An individual has a nice project of a new product, but needs money for that.
She can only produce if she raises the amount of money required (noted "K")
She has the possibility of raising K if she participates on a given program (let's say, a government program).
The probability of raising K through this money is p.
However, to participate on this program, she needs to incur some costs c < K.

The problem is that there is a probability (1 - p) that she does not raise the money, but only incurs c.

Summing up:

positive payoff = (K - c) with probability p
negative payoff = (-c) with probability (1-p)
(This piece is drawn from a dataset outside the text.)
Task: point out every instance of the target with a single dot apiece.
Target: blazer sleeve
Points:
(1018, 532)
In order to try to reduce the costs c, she can ask for some professional help.
The costs for this professional help are sunk (for example, it can be a government agency that provides advice for free to inventors and entrepreneurs). With the help, the costs become c.a with 0 < a < 1.

Therefore:

positive payoff = (K - ca) with probability p
negative payoff = (-ca) with probability (1-p)

I want to calculate:

. What is the minimum p in the first case for the individual to participate on the program?
. What is the minimum p in the second case for the individual to participate on the program?
. What would be the correct notation for EU = p(K-c) + (1-p)c?
. What is the variable I should set as the one I am interested in, i.e., the variable which she will maximize for? For me it was "c", but when I change the setting, the result is the same and it makes no sense!

Answer 1

Expected utility is the sum of the utility of every possible outcome each multiplied by the probability of its occurrence.

Question# a

The minimum of p should be always greater than or equal to the expected utility

Expected utility for the first case E (u) = (k-c) p+ (p-1) c

 P≥ (k-c) p+ (p-1) c

Question #b

Expected utility in the second case E (u) = (k-ca) p+ (p-1) ca

p≥ (k-ca) p+ (p-1) ca

Question# c

First Case;

Negative payoff= (k-c) with probability p

Positive payoff= (-c) with probability (1-p)

Multiplying and summing:

E (u) = p (k-c) + (p-1) c

Second case;

Positive payoff= (k-ca) with probability of p

Negative payoff= (-ca) with probability (1-p)

E (u) = (k-ca) p+ (p-1) ca

Question# d

Expected profit =Revenue-cost

In our case is k-c in the first scenario and (k-ca) in the second scenario

One should always maximize the revenue. The value that should be maximized is k.

One should always maximize the revenue. The value that should be maximized is k.